Weekly magazine The Lawyer, also published by Centaur Media, is expected to move to a monthly print frequency in April with proposals to make Employee Benefits magazine an online-only offering (following Design Week which went online-only last year).
Vidler, who was appointed chief executive in November 2013, said the changes had been made possible by the £1.5m investment in digital made by the company under her watch.
“I pressed our board to let me invest in this business to ensure they were never in a place to cut these magazines purely on cost,” she said. “That would have been detrimental to these brands.”
After three years, she said a number of the brands had now reached a “pivotal point” and were “choosing to change the frequency of their print products”.
“It’s been led deliberately by a strategy,” said Vidler. “We were determined to be able to diversify the formats and our revenue streams to enable the brands to be strong in the future.”

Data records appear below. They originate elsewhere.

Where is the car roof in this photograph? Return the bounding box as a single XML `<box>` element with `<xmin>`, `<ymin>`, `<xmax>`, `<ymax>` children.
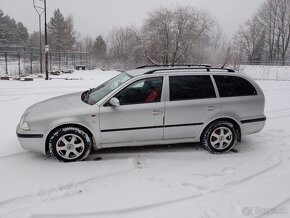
<box><xmin>127</xmin><ymin>65</ymin><xmax>236</xmax><ymax>77</ymax></box>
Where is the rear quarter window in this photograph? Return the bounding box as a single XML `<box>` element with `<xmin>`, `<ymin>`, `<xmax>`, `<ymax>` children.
<box><xmin>214</xmin><ymin>75</ymin><xmax>257</xmax><ymax>97</ymax></box>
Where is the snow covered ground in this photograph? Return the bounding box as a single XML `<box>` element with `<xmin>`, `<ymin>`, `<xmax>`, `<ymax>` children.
<box><xmin>240</xmin><ymin>65</ymin><xmax>290</xmax><ymax>81</ymax></box>
<box><xmin>0</xmin><ymin>67</ymin><xmax>290</xmax><ymax>218</ymax></box>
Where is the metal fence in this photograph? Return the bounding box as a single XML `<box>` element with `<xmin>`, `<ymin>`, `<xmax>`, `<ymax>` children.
<box><xmin>240</xmin><ymin>60</ymin><xmax>290</xmax><ymax>66</ymax></box>
<box><xmin>0</xmin><ymin>47</ymin><xmax>89</xmax><ymax>76</ymax></box>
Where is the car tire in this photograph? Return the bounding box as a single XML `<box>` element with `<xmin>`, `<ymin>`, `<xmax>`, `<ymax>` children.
<box><xmin>201</xmin><ymin>121</ymin><xmax>237</xmax><ymax>153</ymax></box>
<box><xmin>48</xmin><ymin>126</ymin><xmax>92</xmax><ymax>162</ymax></box>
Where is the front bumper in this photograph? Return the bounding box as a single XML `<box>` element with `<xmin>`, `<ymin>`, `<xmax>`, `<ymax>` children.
<box><xmin>16</xmin><ymin>124</ymin><xmax>46</xmax><ymax>154</ymax></box>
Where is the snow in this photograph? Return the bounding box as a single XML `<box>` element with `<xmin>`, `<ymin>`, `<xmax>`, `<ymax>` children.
<box><xmin>240</xmin><ymin>65</ymin><xmax>290</xmax><ymax>81</ymax></box>
<box><xmin>1</xmin><ymin>67</ymin><xmax>290</xmax><ymax>218</ymax></box>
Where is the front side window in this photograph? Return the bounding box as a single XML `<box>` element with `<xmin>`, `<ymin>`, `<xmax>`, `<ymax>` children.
<box><xmin>213</xmin><ymin>75</ymin><xmax>257</xmax><ymax>97</ymax></box>
<box><xmin>83</xmin><ymin>73</ymin><xmax>132</xmax><ymax>105</ymax></box>
<box><xmin>115</xmin><ymin>77</ymin><xmax>163</xmax><ymax>105</ymax></box>
<box><xmin>169</xmin><ymin>75</ymin><xmax>216</xmax><ymax>101</ymax></box>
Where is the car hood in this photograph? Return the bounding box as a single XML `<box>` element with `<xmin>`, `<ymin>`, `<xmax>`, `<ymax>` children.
<box><xmin>24</xmin><ymin>92</ymin><xmax>92</xmax><ymax>120</ymax></box>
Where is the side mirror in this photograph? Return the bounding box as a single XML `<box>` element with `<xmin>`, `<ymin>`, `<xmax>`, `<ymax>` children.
<box><xmin>109</xmin><ymin>97</ymin><xmax>120</xmax><ymax>107</ymax></box>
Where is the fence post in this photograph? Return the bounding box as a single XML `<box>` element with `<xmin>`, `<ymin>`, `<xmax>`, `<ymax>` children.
<box><xmin>5</xmin><ymin>52</ymin><xmax>8</xmax><ymax>75</ymax></box>
<box><xmin>59</xmin><ymin>52</ymin><xmax>61</xmax><ymax>70</ymax></box>
<box><xmin>73</xmin><ymin>53</ymin><xmax>76</xmax><ymax>69</ymax></box>
<box><xmin>18</xmin><ymin>52</ymin><xmax>21</xmax><ymax>76</ymax></box>
<box><xmin>30</xmin><ymin>50</ymin><xmax>33</xmax><ymax>74</ymax></box>
<box><xmin>49</xmin><ymin>52</ymin><xmax>52</xmax><ymax>71</ymax></box>
<box><xmin>65</xmin><ymin>52</ymin><xmax>69</xmax><ymax>69</ymax></box>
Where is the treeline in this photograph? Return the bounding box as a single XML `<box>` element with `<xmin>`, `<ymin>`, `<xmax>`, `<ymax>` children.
<box><xmin>0</xmin><ymin>9</ymin><xmax>29</xmax><ymax>46</ymax></box>
<box><xmin>1</xmin><ymin>0</ymin><xmax>290</xmax><ymax>69</ymax></box>
<box><xmin>233</xmin><ymin>0</ymin><xmax>290</xmax><ymax>65</ymax></box>
<box><xmin>77</xmin><ymin>6</ymin><xmax>228</xmax><ymax>68</ymax></box>
<box><xmin>0</xmin><ymin>6</ymin><xmax>228</xmax><ymax>69</ymax></box>
<box><xmin>0</xmin><ymin>8</ymin><xmax>76</xmax><ymax>50</ymax></box>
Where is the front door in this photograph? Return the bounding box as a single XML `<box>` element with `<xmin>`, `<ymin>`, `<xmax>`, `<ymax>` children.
<box><xmin>100</xmin><ymin>76</ymin><xmax>165</xmax><ymax>146</ymax></box>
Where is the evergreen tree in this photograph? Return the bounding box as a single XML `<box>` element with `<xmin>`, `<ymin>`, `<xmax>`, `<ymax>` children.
<box><xmin>65</xmin><ymin>15</ymin><xmax>76</xmax><ymax>50</ymax></box>
<box><xmin>93</xmin><ymin>35</ymin><xmax>107</xmax><ymax>60</ymax></box>
<box><xmin>48</xmin><ymin>9</ymin><xmax>76</xmax><ymax>50</ymax></box>
<box><xmin>16</xmin><ymin>22</ymin><xmax>29</xmax><ymax>45</ymax></box>
<box><xmin>29</xmin><ymin>31</ymin><xmax>43</xmax><ymax>48</ymax></box>
<box><xmin>0</xmin><ymin>9</ymin><xmax>29</xmax><ymax>46</ymax></box>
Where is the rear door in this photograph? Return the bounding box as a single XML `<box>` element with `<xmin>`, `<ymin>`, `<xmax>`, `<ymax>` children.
<box><xmin>164</xmin><ymin>74</ymin><xmax>221</xmax><ymax>139</ymax></box>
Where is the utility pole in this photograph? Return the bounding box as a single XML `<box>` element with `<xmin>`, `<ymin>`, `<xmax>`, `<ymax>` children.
<box><xmin>33</xmin><ymin>0</ymin><xmax>44</xmax><ymax>75</ymax></box>
<box><xmin>44</xmin><ymin>0</ymin><xmax>49</xmax><ymax>80</ymax></box>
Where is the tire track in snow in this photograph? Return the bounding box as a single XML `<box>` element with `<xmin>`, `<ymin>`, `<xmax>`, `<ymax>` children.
<box><xmin>2</xmin><ymin>135</ymin><xmax>290</xmax><ymax>217</ymax></box>
<box><xmin>0</xmin><ymin>97</ymin><xmax>24</xmax><ymax>103</ymax></box>
<box><xmin>225</xmin><ymin>160</ymin><xmax>282</xmax><ymax>186</ymax></box>
<box><xmin>0</xmin><ymin>158</ymin><xmax>284</xmax><ymax>218</ymax></box>
<box><xmin>29</xmin><ymin>195</ymin><xmax>202</xmax><ymax>218</ymax></box>
<box><xmin>266</xmin><ymin>107</ymin><xmax>290</xmax><ymax>114</ymax></box>
<box><xmin>27</xmin><ymin>160</ymin><xmax>285</xmax><ymax>218</ymax></box>
<box><xmin>0</xmin><ymin>165</ymin><xmax>135</xmax><ymax>217</ymax></box>
<box><xmin>0</xmin><ymin>152</ymin><xmax>33</xmax><ymax>162</ymax></box>
<box><xmin>256</xmin><ymin>198</ymin><xmax>290</xmax><ymax>218</ymax></box>
<box><xmin>267</xmin><ymin>114</ymin><xmax>290</xmax><ymax>120</ymax></box>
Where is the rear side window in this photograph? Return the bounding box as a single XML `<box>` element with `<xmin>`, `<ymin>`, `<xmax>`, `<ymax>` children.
<box><xmin>169</xmin><ymin>75</ymin><xmax>216</xmax><ymax>101</ymax></box>
<box><xmin>214</xmin><ymin>75</ymin><xmax>257</xmax><ymax>97</ymax></box>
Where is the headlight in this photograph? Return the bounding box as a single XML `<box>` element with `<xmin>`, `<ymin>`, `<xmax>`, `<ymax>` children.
<box><xmin>20</xmin><ymin>121</ymin><xmax>30</xmax><ymax>131</ymax></box>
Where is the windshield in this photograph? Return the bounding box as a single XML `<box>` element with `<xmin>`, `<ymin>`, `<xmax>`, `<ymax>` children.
<box><xmin>82</xmin><ymin>72</ymin><xmax>132</xmax><ymax>105</ymax></box>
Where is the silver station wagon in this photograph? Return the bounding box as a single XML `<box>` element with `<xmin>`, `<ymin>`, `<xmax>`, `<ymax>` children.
<box><xmin>17</xmin><ymin>65</ymin><xmax>266</xmax><ymax>162</ymax></box>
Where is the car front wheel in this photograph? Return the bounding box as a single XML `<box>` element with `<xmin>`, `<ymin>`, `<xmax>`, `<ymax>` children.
<box><xmin>201</xmin><ymin>121</ymin><xmax>237</xmax><ymax>153</ymax></box>
<box><xmin>49</xmin><ymin>126</ymin><xmax>92</xmax><ymax>162</ymax></box>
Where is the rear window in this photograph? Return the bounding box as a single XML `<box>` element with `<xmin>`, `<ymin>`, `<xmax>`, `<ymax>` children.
<box><xmin>214</xmin><ymin>75</ymin><xmax>257</xmax><ymax>97</ymax></box>
<box><xmin>169</xmin><ymin>75</ymin><xmax>216</xmax><ymax>101</ymax></box>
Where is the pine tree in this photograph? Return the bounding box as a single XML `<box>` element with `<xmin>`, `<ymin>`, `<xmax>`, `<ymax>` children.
<box><xmin>0</xmin><ymin>9</ymin><xmax>29</xmax><ymax>46</ymax></box>
<box><xmin>65</xmin><ymin>15</ymin><xmax>76</xmax><ymax>50</ymax></box>
<box><xmin>48</xmin><ymin>9</ymin><xmax>75</xmax><ymax>50</ymax></box>
<box><xmin>16</xmin><ymin>22</ymin><xmax>29</xmax><ymax>45</ymax></box>
<box><xmin>93</xmin><ymin>35</ymin><xmax>107</xmax><ymax>61</ymax></box>
<box><xmin>0</xmin><ymin>9</ymin><xmax>4</xmax><ymax>44</ymax></box>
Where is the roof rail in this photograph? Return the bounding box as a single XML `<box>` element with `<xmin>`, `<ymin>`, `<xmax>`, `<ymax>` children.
<box><xmin>144</xmin><ymin>67</ymin><xmax>235</xmax><ymax>74</ymax></box>
<box><xmin>136</xmin><ymin>64</ymin><xmax>211</xmax><ymax>69</ymax></box>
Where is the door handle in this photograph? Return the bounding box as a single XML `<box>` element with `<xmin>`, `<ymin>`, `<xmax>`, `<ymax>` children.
<box><xmin>152</xmin><ymin>110</ymin><xmax>163</xmax><ymax>115</ymax></box>
<box><xmin>207</xmin><ymin>106</ymin><xmax>216</xmax><ymax>111</ymax></box>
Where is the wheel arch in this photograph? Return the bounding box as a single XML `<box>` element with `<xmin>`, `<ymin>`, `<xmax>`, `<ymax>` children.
<box><xmin>45</xmin><ymin>123</ymin><xmax>95</xmax><ymax>155</ymax></box>
<box><xmin>199</xmin><ymin>117</ymin><xmax>241</xmax><ymax>142</ymax></box>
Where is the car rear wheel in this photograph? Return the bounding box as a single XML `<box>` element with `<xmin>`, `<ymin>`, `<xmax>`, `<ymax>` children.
<box><xmin>49</xmin><ymin>126</ymin><xmax>92</xmax><ymax>162</ymax></box>
<box><xmin>201</xmin><ymin>121</ymin><xmax>237</xmax><ymax>153</ymax></box>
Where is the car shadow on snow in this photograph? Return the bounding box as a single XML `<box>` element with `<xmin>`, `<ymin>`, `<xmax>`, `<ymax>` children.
<box><xmin>87</xmin><ymin>139</ymin><xmax>259</xmax><ymax>162</ymax></box>
<box><xmin>88</xmin><ymin>143</ymin><xmax>202</xmax><ymax>161</ymax></box>
<box><xmin>21</xmin><ymin>140</ymin><xmax>254</xmax><ymax>163</ymax></box>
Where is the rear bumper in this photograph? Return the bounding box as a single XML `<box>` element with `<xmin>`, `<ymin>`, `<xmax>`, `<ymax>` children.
<box><xmin>241</xmin><ymin>116</ymin><xmax>266</xmax><ymax>136</ymax></box>
<box><xmin>16</xmin><ymin>125</ymin><xmax>46</xmax><ymax>154</ymax></box>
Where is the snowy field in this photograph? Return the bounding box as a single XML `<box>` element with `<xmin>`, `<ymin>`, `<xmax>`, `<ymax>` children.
<box><xmin>0</xmin><ymin>68</ymin><xmax>290</xmax><ymax>218</ymax></box>
<box><xmin>240</xmin><ymin>65</ymin><xmax>290</xmax><ymax>81</ymax></box>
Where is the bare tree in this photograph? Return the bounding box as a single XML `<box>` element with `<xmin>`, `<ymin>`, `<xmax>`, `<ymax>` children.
<box><xmin>107</xmin><ymin>26</ymin><xmax>142</xmax><ymax>68</ymax></box>
<box><xmin>142</xmin><ymin>7</ymin><xmax>173</xmax><ymax>65</ymax></box>
<box><xmin>256</xmin><ymin>0</ymin><xmax>280</xmax><ymax>62</ymax></box>
<box><xmin>207</xmin><ymin>25</ymin><xmax>229</xmax><ymax>66</ymax></box>
<box><xmin>233</xmin><ymin>0</ymin><xmax>290</xmax><ymax>65</ymax></box>
<box><xmin>234</xmin><ymin>16</ymin><xmax>265</xmax><ymax>63</ymax></box>
<box><xmin>141</xmin><ymin>6</ymin><xmax>214</xmax><ymax>65</ymax></box>
<box><xmin>276</xmin><ymin>0</ymin><xmax>290</xmax><ymax>64</ymax></box>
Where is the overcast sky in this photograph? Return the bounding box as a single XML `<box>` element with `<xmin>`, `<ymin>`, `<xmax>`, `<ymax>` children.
<box><xmin>1</xmin><ymin>0</ymin><xmax>265</xmax><ymax>38</ymax></box>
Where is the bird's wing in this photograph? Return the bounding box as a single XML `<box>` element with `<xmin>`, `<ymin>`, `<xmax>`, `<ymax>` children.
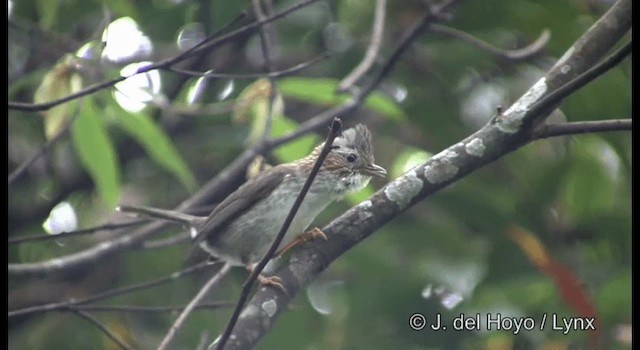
<box><xmin>192</xmin><ymin>166</ymin><xmax>289</xmax><ymax>243</ymax></box>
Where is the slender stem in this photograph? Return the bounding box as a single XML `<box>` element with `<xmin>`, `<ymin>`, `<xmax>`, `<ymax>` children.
<box><xmin>8</xmin><ymin>220</ymin><xmax>146</xmax><ymax>245</ymax></box>
<box><xmin>72</xmin><ymin>302</ymin><xmax>234</xmax><ymax>314</ymax></box>
<box><xmin>9</xmin><ymin>262</ymin><xmax>210</xmax><ymax>317</ymax></box>
<box><xmin>430</xmin><ymin>24</ymin><xmax>550</xmax><ymax>60</ymax></box>
<box><xmin>534</xmin><ymin>119</ymin><xmax>631</xmax><ymax>139</ymax></box>
<box><xmin>8</xmin><ymin>103</ymin><xmax>82</xmax><ymax>185</ymax></box>
<box><xmin>156</xmin><ymin>263</ymin><xmax>231</xmax><ymax>350</ymax></box>
<box><xmin>68</xmin><ymin>308</ymin><xmax>133</xmax><ymax>350</ymax></box>
<box><xmin>337</xmin><ymin>0</ymin><xmax>386</xmax><ymax>91</ymax></box>
<box><xmin>168</xmin><ymin>53</ymin><xmax>328</xmax><ymax>80</ymax></box>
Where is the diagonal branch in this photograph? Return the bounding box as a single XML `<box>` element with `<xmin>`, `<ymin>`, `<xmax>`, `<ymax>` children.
<box><xmin>68</xmin><ymin>308</ymin><xmax>133</xmax><ymax>350</ymax></box>
<box><xmin>157</xmin><ymin>263</ymin><xmax>232</xmax><ymax>350</ymax></box>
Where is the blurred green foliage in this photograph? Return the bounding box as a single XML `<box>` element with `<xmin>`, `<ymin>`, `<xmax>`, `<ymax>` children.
<box><xmin>8</xmin><ymin>0</ymin><xmax>630</xmax><ymax>349</ymax></box>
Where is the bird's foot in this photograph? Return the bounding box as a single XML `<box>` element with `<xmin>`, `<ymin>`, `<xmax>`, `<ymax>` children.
<box><xmin>257</xmin><ymin>274</ymin><xmax>285</xmax><ymax>291</ymax></box>
<box><xmin>276</xmin><ymin>227</ymin><xmax>327</xmax><ymax>258</ymax></box>
<box><xmin>246</xmin><ymin>264</ymin><xmax>286</xmax><ymax>292</ymax></box>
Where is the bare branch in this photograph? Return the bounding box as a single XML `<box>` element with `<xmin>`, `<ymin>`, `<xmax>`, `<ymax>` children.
<box><xmin>8</xmin><ymin>102</ymin><xmax>82</xmax><ymax>185</ymax></box>
<box><xmin>9</xmin><ymin>262</ymin><xmax>210</xmax><ymax>317</ymax></box>
<box><xmin>157</xmin><ymin>263</ymin><xmax>232</xmax><ymax>350</ymax></box>
<box><xmin>430</xmin><ymin>24</ymin><xmax>550</xmax><ymax>60</ymax></box>
<box><xmin>534</xmin><ymin>119</ymin><xmax>631</xmax><ymax>139</ymax></box>
<box><xmin>337</xmin><ymin>0</ymin><xmax>387</xmax><ymax>92</ymax></box>
<box><xmin>8</xmin><ymin>75</ymin><xmax>128</xmax><ymax>112</ymax></box>
<box><xmin>73</xmin><ymin>302</ymin><xmax>234</xmax><ymax>314</ymax></box>
<box><xmin>142</xmin><ymin>232</ymin><xmax>191</xmax><ymax>250</ymax></box>
<box><xmin>8</xmin><ymin>220</ymin><xmax>147</xmax><ymax>245</ymax></box>
<box><xmin>69</xmin><ymin>308</ymin><xmax>133</xmax><ymax>350</ymax></box>
<box><xmin>168</xmin><ymin>53</ymin><xmax>329</xmax><ymax>80</ymax></box>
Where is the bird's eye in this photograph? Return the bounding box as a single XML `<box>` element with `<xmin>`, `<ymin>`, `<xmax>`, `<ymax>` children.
<box><xmin>346</xmin><ymin>153</ymin><xmax>357</xmax><ymax>163</ymax></box>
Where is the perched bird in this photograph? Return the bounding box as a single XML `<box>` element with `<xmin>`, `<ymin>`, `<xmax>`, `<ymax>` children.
<box><xmin>118</xmin><ymin>124</ymin><xmax>386</xmax><ymax>288</ymax></box>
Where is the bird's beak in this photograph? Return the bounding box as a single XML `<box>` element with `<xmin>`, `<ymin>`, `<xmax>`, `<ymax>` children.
<box><xmin>362</xmin><ymin>163</ymin><xmax>387</xmax><ymax>178</ymax></box>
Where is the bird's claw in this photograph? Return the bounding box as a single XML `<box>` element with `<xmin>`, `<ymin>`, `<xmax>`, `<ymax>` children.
<box><xmin>257</xmin><ymin>275</ymin><xmax>286</xmax><ymax>292</ymax></box>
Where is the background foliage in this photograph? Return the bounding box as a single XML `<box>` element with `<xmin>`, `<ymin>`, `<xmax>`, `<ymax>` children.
<box><xmin>8</xmin><ymin>0</ymin><xmax>631</xmax><ymax>349</ymax></box>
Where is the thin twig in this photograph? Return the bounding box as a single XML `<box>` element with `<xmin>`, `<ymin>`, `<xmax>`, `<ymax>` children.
<box><xmin>142</xmin><ymin>232</ymin><xmax>191</xmax><ymax>250</ymax></box>
<box><xmin>430</xmin><ymin>24</ymin><xmax>550</xmax><ymax>60</ymax></box>
<box><xmin>215</xmin><ymin>118</ymin><xmax>343</xmax><ymax>350</ymax></box>
<box><xmin>72</xmin><ymin>302</ymin><xmax>234</xmax><ymax>313</ymax></box>
<box><xmin>337</xmin><ymin>0</ymin><xmax>386</xmax><ymax>92</ymax></box>
<box><xmin>153</xmin><ymin>100</ymin><xmax>235</xmax><ymax>117</ymax></box>
<box><xmin>167</xmin><ymin>12</ymin><xmax>248</xmax><ymax>68</ymax></box>
<box><xmin>534</xmin><ymin>119</ymin><xmax>631</xmax><ymax>139</ymax></box>
<box><xmin>9</xmin><ymin>262</ymin><xmax>210</xmax><ymax>318</ymax></box>
<box><xmin>196</xmin><ymin>330</ymin><xmax>211</xmax><ymax>350</ymax></box>
<box><xmin>157</xmin><ymin>263</ymin><xmax>232</xmax><ymax>350</ymax></box>
<box><xmin>68</xmin><ymin>308</ymin><xmax>133</xmax><ymax>350</ymax></box>
<box><xmin>168</xmin><ymin>53</ymin><xmax>328</xmax><ymax>80</ymax></box>
<box><xmin>8</xmin><ymin>75</ymin><xmax>127</xmax><ymax>112</ymax></box>
<box><xmin>8</xmin><ymin>102</ymin><xmax>82</xmax><ymax>185</ymax></box>
<box><xmin>8</xmin><ymin>220</ymin><xmax>147</xmax><ymax>245</ymax></box>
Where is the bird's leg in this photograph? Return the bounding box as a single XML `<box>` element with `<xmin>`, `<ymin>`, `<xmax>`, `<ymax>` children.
<box><xmin>246</xmin><ymin>264</ymin><xmax>285</xmax><ymax>291</ymax></box>
<box><xmin>276</xmin><ymin>227</ymin><xmax>328</xmax><ymax>258</ymax></box>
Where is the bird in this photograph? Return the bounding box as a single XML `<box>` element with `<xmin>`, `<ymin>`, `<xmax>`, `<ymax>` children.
<box><xmin>118</xmin><ymin>124</ymin><xmax>386</xmax><ymax>288</ymax></box>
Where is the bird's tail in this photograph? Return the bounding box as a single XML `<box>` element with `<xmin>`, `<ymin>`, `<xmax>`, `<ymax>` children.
<box><xmin>116</xmin><ymin>205</ymin><xmax>205</xmax><ymax>227</ymax></box>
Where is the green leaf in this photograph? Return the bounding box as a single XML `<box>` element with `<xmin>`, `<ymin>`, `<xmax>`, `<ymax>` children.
<box><xmin>71</xmin><ymin>99</ymin><xmax>121</xmax><ymax>208</ymax></box>
<box><xmin>110</xmin><ymin>107</ymin><xmax>197</xmax><ymax>192</ymax></box>
<box><xmin>278</xmin><ymin>77</ymin><xmax>405</xmax><ymax>120</ymax></box>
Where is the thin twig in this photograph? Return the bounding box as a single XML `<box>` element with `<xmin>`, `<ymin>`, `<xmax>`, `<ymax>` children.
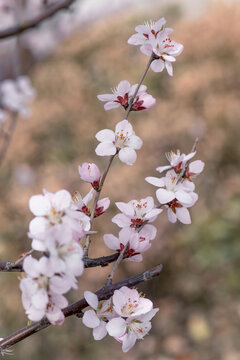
<box><xmin>124</xmin><ymin>53</ymin><xmax>154</xmax><ymax>120</ymax></box>
<box><xmin>83</xmin><ymin>154</ymin><xmax>115</xmax><ymax>256</ymax></box>
<box><xmin>105</xmin><ymin>242</ymin><xmax>129</xmax><ymax>286</ymax></box>
<box><xmin>0</xmin><ymin>264</ymin><xmax>163</xmax><ymax>350</ymax></box>
<box><xmin>14</xmin><ymin>249</ymin><xmax>34</xmax><ymax>265</ymax></box>
<box><xmin>0</xmin><ymin>0</ymin><xmax>76</xmax><ymax>40</ymax></box>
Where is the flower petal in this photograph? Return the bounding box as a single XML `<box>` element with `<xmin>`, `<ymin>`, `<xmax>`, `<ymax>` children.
<box><xmin>106</xmin><ymin>317</ymin><xmax>126</xmax><ymax>337</ymax></box>
<box><xmin>82</xmin><ymin>310</ymin><xmax>100</xmax><ymax>328</ymax></box>
<box><xmin>95</xmin><ymin>142</ymin><xmax>116</xmax><ymax>156</ymax></box>
<box><xmin>84</xmin><ymin>291</ymin><xmax>98</xmax><ymax>310</ymax></box>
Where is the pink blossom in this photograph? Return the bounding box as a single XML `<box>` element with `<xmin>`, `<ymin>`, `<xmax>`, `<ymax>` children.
<box><xmin>95</xmin><ymin>119</ymin><xmax>142</xmax><ymax>166</ymax></box>
<box><xmin>104</xmin><ymin>227</ymin><xmax>153</xmax><ymax>262</ymax></box>
<box><xmin>72</xmin><ymin>189</ymin><xmax>94</xmax><ymax>215</ymax></box>
<box><xmin>183</xmin><ymin>160</ymin><xmax>205</xmax><ymax>182</ymax></box>
<box><xmin>28</xmin><ymin>189</ymin><xmax>91</xmax><ymax>251</ymax></box>
<box><xmin>97</xmin><ymin>80</ymin><xmax>155</xmax><ymax>111</ymax></box>
<box><xmin>128</xmin><ymin>18</ymin><xmax>168</xmax><ymax>46</ymax></box>
<box><xmin>108</xmin><ymin>308</ymin><xmax>159</xmax><ymax>352</ymax></box>
<box><xmin>156</xmin><ymin>150</ymin><xmax>196</xmax><ymax>173</ymax></box>
<box><xmin>0</xmin><ymin>76</ymin><xmax>36</xmax><ymax>117</ymax></box>
<box><xmin>112</xmin><ymin>196</ymin><xmax>162</xmax><ymax>230</ymax></box>
<box><xmin>82</xmin><ymin>291</ymin><xmax>116</xmax><ymax>340</ymax></box>
<box><xmin>78</xmin><ymin>162</ymin><xmax>101</xmax><ymax>189</ymax></box>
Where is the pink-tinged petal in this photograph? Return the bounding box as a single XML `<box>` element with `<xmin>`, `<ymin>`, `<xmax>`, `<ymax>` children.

She said the intention of the strategy had not been to “eradicate print”, adding: “Print isn’t disappearing at Centaur at all but it is evolving in being able to have a role that is distinct and complimentary to digital.”
“Print has a role in our community’s lives and what we wanted to do was to ensure that the brands had options and had the flexibility and the infrastructure to be able to be really agile and adapt to what that community needed at whatever time, and that’s what I’m proud of.”
She denied the move was based on cost-saving, but acknowledged that titles like Marketing Week, which had relied heavily on print advertising, have been hit hard by the industry-wide decline in print ad revenue.
“If it was a cost-saving initiative we would have done it three years ago. But it isn’t,” she said.
“We have invested a lot of money across all of the brands to encourage the websites to really deliver a strong user experience and to really build up that user link and relationship which is now enabling us to evolve what the print product could be.”
She added: “I don’t think it would be any surprise to anybody in the industry to know that print display advertising hasn’t been growing and if you want to grow your business you have to grow other revenue streams and find other sources [of revenue].
“It isn’t what we weren’t anticipating. I can’t believe anybody was anticipating print display advertising was growing.
“Some of our brands have bucked the trend and have been growing their market share but in order to have a healthy business you need to grow your revenue and profit and in order to do that you don’t keep a business or brand locked in a format that you don’t think can grow.”
Vidler said The Lawyer had grown its revenue from paid online content but that there were no plans to do the same at Marketing Week.
She said The Lawyer would take on more of a “themed report magazine” format in its new monthly print offering.
She also said she was not aware of any job losses in the editorial team of around 130 journalists as a result of the changes.
But, an insider told Press Gazette: “The mood among staff is depressed. They worry about their jobs and worry about the futures of the magazines they care so much for. Editorial quality is being eroded and we feel our readers will feel cheated.”